The message you posted indicates that the EC2 instance does not have required permission to call ssm:UpdateInstanceInformation API. Please double check that RunCommandInstance role has AmazonEC2RoleforSSM policy attached. (After attaching the policy, please restart EC2Config service or wait up to 15 min for EC2Config to start reporting instance information.)

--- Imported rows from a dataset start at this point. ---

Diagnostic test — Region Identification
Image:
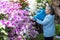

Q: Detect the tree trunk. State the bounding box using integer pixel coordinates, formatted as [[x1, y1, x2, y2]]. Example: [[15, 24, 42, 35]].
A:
[[51, 0, 60, 24]]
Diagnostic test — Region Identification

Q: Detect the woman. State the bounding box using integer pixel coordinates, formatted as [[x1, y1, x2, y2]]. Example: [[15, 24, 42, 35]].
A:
[[36, 6, 55, 40]]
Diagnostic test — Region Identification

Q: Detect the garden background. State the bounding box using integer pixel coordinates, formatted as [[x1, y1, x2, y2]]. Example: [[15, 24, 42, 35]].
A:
[[0, 0, 60, 40]]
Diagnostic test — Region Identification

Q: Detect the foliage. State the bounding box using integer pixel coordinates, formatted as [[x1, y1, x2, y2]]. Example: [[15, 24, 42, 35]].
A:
[[0, 1, 37, 40], [56, 24, 60, 36]]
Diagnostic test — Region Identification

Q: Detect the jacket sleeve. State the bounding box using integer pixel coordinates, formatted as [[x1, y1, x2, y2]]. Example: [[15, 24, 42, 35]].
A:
[[36, 16, 52, 25]]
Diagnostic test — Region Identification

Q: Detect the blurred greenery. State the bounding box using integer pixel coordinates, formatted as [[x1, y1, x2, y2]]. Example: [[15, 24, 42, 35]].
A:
[[56, 24, 60, 36]]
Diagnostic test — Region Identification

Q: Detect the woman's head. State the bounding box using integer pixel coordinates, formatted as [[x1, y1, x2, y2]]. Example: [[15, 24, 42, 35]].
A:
[[46, 6, 55, 15]]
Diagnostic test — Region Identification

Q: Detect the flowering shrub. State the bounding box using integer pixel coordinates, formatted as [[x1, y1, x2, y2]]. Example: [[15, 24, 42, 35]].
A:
[[0, 1, 37, 40]]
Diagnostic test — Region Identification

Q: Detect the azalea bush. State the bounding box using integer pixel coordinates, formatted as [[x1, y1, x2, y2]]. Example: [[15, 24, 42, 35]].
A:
[[0, 1, 37, 40]]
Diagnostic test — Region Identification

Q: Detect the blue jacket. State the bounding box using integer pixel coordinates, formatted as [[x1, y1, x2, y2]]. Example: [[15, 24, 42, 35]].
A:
[[36, 14, 55, 37], [33, 8, 46, 20]]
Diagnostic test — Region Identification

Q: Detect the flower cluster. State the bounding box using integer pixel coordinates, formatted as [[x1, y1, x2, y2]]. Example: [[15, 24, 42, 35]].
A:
[[0, 1, 37, 40]]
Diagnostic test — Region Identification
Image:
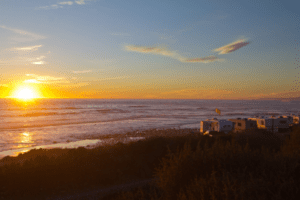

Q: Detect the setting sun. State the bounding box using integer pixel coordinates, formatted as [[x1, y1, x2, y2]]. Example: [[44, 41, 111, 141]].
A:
[[13, 87, 40, 100]]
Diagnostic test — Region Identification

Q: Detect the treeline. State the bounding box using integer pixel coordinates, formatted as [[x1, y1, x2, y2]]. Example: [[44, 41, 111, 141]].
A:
[[105, 128, 300, 200], [0, 129, 202, 199], [0, 129, 300, 200]]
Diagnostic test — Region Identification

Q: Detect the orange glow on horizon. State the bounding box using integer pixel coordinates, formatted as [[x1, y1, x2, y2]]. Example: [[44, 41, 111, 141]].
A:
[[12, 86, 42, 101]]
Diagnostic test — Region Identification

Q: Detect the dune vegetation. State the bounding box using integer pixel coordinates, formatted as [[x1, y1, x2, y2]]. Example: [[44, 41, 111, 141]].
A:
[[0, 128, 300, 200]]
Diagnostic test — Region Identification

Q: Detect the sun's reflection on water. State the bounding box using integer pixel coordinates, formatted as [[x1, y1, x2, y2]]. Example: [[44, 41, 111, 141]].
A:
[[15, 132, 34, 149]]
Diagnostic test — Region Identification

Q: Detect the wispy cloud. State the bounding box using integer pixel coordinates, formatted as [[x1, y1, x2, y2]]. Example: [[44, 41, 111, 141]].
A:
[[0, 56, 46, 66], [24, 74, 65, 84], [111, 33, 130, 36], [73, 70, 92, 74], [75, 0, 85, 5], [0, 25, 46, 41], [31, 61, 46, 65], [125, 45, 221, 63], [36, 0, 90, 10], [58, 1, 73, 6], [183, 56, 223, 63], [11, 45, 42, 51], [161, 89, 233, 99], [214, 39, 250, 54]]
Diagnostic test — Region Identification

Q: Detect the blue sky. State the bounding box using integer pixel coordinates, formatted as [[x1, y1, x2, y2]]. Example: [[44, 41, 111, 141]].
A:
[[0, 0, 300, 99]]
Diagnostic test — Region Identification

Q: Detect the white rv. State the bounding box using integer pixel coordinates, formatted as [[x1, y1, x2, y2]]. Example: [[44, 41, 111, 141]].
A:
[[271, 116, 290, 132], [211, 120, 234, 133], [249, 116, 278, 132], [292, 115, 300, 124], [200, 118, 217, 133], [283, 115, 294, 126]]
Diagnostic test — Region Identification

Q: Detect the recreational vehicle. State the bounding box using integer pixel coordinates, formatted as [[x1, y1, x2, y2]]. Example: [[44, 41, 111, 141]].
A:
[[229, 118, 257, 133], [200, 118, 217, 133], [211, 120, 234, 133], [249, 116, 278, 132]]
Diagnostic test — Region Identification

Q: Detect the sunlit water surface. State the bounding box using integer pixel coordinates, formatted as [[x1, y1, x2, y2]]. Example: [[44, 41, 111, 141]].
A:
[[0, 99, 300, 158]]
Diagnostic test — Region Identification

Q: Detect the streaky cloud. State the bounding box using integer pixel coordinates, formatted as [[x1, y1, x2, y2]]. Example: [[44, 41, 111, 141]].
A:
[[125, 45, 175, 57], [182, 56, 222, 63], [125, 45, 221, 63], [31, 61, 46, 65], [75, 0, 85, 5], [214, 39, 250, 55], [24, 74, 65, 84], [0, 25, 46, 40], [58, 1, 73, 6], [12, 45, 42, 51], [73, 70, 92, 74]]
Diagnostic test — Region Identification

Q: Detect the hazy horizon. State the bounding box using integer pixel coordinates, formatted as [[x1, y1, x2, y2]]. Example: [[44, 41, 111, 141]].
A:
[[0, 0, 300, 100]]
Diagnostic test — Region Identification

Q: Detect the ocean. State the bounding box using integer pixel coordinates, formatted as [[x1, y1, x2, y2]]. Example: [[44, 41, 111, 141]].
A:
[[0, 99, 300, 158]]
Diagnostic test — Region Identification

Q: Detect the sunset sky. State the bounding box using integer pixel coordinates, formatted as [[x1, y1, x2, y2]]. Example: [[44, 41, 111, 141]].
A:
[[0, 0, 300, 99]]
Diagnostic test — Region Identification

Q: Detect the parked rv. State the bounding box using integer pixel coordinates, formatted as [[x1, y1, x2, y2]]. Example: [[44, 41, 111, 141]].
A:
[[272, 116, 290, 132], [211, 120, 234, 133], [229, 118, 257, 133], [200, 119, 217, 133], [249, 116, 278, 132]]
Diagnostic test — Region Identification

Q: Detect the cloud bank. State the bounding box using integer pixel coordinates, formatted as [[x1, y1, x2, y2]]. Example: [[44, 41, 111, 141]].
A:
[[24, 74, 65, 84], [37, 0, 89, 10], [0, 25, 46, 41], [214, 40, 249, 55], [73, 70, 92, 74], [12, 45, 42, 51], [125, 39, 249, 63], [125, 45, 221, 63], [183, 56, 222, 63]]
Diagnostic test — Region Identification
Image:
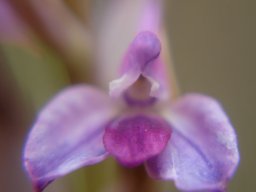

For the IAM User in Fig. 4, we do not need policies other than AmazonSSMFullAccess for us to call SSM APIs with awscli.
To dive deeper:
EC2 Role and IAM Policy for the EC2 Instance
SSM on Windows requires an IAM EC2 Role attached to the EC2 instance at launch. Required permission for that Role is provided by an Amazon-managed IAM policy AmazonEC2RoleforSSM.
IAM Policy for IAM User
To make API calls to SSM service with awscli, an IAM user has to be setup with SSM permissions. For testing, Amazon provides a managed IAM policy AmazonSSMFullAccess. With the credentials of this IAM user, we will be able to make API call to describe instance information and also send command to the instance.
DescribeInstanceInformation API
Once the EC2 instance is setup with required permission and EC2Config starts reporting instance information back to SSM, we will be able to use DescribeInstanceInformation API to get a list of EC2 instances that are ready for SSM - EC2 Run Command.